We are delighted to announce that Alan Ford AIA from Denver, Colorado has joined our programme as a judge for our inaugural Sustainability category. Alan first came onto the WAN radar when his book, Designing the Sustainable School started flying off the shelves in 2007. Its success was almost certainly down to the fact that it was probably the first authoritative book to embrace the principles of sustainable design and apply them to a specific sector, delivering both theory and practice in one attractive package. Since then Alan has sat on our education awards, first in 2009 and then in 2011.
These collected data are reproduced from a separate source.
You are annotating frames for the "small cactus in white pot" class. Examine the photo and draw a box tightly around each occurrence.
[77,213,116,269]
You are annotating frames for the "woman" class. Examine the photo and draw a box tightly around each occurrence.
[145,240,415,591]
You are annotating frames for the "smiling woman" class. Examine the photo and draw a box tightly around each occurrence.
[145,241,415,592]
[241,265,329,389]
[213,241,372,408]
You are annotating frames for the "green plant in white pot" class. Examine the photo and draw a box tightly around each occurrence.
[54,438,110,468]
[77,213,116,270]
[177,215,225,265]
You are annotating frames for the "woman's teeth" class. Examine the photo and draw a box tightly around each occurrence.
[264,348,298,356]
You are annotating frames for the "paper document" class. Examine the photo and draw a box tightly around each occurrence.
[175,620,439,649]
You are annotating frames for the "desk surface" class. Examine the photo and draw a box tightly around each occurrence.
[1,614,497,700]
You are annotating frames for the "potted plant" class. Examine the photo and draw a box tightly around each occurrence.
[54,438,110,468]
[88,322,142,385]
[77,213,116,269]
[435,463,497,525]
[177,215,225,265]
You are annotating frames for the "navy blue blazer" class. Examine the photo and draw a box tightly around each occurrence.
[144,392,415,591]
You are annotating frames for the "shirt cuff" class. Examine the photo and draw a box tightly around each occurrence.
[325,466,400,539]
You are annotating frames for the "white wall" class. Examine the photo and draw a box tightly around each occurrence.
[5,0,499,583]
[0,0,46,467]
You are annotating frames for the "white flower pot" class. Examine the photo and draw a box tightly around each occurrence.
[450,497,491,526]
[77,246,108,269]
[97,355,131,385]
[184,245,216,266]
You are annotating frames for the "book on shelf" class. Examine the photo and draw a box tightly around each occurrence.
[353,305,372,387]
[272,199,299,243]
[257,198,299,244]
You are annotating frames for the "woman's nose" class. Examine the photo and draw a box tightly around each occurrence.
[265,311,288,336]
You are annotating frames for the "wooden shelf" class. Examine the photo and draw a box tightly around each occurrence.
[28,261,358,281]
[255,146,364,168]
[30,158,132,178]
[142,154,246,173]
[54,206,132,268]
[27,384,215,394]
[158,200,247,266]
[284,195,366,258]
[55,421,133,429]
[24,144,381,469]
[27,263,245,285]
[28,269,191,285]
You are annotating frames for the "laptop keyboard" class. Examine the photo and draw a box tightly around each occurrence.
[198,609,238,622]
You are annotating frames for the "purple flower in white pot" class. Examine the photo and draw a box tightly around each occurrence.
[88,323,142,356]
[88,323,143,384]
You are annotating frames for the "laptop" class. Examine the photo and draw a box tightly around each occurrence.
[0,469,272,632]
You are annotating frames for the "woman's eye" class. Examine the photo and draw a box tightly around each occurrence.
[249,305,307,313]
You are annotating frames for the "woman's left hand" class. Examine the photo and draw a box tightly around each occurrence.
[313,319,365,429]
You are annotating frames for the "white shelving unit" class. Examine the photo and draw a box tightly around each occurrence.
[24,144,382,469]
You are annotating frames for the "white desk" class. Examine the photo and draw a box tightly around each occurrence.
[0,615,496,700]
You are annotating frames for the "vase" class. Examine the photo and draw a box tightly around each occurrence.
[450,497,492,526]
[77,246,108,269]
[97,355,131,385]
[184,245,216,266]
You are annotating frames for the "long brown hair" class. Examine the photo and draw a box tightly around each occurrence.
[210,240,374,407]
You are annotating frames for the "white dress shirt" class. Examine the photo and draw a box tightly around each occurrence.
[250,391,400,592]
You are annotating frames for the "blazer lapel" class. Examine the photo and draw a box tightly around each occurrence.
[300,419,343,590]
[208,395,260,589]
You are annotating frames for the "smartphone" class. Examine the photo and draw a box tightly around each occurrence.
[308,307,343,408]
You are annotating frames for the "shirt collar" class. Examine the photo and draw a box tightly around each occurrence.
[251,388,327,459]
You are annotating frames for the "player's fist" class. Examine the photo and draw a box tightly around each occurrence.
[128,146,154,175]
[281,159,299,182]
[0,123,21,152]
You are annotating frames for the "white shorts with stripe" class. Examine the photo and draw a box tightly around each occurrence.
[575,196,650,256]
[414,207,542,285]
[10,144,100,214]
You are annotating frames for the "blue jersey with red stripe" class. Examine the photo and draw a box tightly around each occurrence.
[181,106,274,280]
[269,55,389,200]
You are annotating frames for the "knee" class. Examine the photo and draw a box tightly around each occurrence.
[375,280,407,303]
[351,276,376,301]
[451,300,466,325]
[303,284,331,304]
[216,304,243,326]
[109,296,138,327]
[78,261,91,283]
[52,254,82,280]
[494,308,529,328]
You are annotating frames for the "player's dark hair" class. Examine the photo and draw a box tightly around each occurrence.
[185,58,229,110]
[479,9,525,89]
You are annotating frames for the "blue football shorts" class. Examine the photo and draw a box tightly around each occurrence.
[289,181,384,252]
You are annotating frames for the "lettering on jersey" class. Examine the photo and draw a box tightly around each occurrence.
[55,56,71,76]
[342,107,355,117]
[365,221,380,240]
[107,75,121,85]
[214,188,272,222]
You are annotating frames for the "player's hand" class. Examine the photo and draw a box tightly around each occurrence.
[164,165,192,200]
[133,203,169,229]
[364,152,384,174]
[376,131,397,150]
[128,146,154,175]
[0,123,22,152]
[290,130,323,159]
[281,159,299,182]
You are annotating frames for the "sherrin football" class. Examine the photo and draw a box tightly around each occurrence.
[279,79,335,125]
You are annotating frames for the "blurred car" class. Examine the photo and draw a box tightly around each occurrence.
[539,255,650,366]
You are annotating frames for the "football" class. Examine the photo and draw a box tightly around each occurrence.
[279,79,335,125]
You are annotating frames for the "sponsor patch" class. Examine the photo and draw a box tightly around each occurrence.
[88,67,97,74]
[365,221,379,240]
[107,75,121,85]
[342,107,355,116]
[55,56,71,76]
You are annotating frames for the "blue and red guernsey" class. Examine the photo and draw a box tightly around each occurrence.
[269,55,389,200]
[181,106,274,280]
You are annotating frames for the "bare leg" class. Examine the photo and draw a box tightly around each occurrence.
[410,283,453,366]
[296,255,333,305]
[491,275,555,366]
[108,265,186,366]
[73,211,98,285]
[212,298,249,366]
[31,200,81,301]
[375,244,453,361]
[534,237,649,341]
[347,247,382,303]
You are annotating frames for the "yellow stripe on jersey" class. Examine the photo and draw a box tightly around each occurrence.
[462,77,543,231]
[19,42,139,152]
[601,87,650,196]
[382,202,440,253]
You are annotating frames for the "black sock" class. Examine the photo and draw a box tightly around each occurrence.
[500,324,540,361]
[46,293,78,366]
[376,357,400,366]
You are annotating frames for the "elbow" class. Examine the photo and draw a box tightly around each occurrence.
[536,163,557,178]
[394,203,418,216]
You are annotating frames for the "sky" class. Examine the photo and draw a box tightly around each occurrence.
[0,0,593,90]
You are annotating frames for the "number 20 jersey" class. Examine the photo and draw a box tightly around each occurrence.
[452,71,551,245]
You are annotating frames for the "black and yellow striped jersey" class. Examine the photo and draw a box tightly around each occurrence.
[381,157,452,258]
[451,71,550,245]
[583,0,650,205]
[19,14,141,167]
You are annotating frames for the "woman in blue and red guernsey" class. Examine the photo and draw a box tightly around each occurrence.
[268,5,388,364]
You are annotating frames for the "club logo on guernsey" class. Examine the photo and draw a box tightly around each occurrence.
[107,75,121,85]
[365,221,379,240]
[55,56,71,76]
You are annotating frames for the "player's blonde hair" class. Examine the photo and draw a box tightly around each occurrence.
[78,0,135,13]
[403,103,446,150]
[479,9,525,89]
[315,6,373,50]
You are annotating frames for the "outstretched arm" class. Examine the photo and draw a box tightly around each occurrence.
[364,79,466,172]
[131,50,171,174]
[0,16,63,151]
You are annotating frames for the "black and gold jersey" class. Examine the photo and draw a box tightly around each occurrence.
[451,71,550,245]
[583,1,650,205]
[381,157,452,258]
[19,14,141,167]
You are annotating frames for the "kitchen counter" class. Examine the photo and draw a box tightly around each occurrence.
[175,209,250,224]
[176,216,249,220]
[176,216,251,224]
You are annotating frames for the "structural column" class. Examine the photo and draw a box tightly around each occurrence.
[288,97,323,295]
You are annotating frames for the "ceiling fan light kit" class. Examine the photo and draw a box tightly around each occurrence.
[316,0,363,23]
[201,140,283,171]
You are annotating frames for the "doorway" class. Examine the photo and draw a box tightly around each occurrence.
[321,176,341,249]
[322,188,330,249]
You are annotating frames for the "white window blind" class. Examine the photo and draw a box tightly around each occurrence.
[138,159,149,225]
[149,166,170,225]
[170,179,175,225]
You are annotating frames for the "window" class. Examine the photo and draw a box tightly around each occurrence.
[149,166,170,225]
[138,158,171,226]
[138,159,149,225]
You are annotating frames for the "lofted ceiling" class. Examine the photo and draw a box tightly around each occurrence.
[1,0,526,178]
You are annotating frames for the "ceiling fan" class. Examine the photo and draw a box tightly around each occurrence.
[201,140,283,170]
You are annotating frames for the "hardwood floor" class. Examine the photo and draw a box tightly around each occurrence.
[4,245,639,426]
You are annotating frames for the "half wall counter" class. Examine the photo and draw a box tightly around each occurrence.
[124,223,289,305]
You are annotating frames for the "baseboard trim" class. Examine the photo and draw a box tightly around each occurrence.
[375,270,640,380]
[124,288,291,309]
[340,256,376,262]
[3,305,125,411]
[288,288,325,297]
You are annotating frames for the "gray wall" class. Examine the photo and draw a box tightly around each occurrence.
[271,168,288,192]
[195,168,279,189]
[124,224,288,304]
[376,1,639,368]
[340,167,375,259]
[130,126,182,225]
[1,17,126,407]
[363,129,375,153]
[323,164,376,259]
But nothing stands still and Alan is the first to admit that five years on, things have evolved. In an exclusive interview Alan points out: “Our definition of sustainability is continually evolving and it is getting more and more sophisticated in its use of technology and natural systems. Some of the more interesting trends that I am seeing are taking cues from nature, illustrated by the interest in biomimicry and the work of people such as Michael Pawlyn.”
In the area of sustainability more than most others, architects are increasingly having to work closely with other members of the project team. “Right here in Colorado we have a cross disciplinary team of architects, scientists and engineers studying the concept of a living wall applied to a high rise. The research is looking at a dynamic wall system with the aim of slashing energy consumption by 95% through the development of high tech walls that essentially breathe with the environment.”
Alan has listed below some guidelines that he believes are the cornerstones of sustainable design today.
Implemented strategies to minimise the ecological footprint of site development. That could include innovative methods for how water and waste are managed. In the past that has included the use of rain water harvesting, the use of indigenous plant material, the use of wetlands or dry wetlands for processing waste. In high rises with minimal site that has included the reuse of grey water for a variety of purposes, and creative approaches to how waste is processed on site and recycled etc…
Sustainable site strategies might also include restoration of the natural ecological system to a regenerative state.
The project demonstrates unique uses of technology or natural systems as a means of achieving sustainable outcomes.
The project establishes innovative (or benchmark) approaches to:
• Holistic thinking, architecture, site, technology, environment
• Achieving net-zero energy consumption
• The use of durable materials and systems technologies
• The implementation of sustainable strategies in the operations of the facility
• Utilisation of the building/site as a teaching tool for sustainability
• The project has made significant strides in meeting the 2030 Challenge
• Improved indoor/outdoor health for the occupants and the environment
Alan’s enthusiasm for this technology is boundless and in closing, he said of the ECOWAN Award programme: “This competition is a terrific opportunity to highlight where we are and where we might be headed with sustainability.”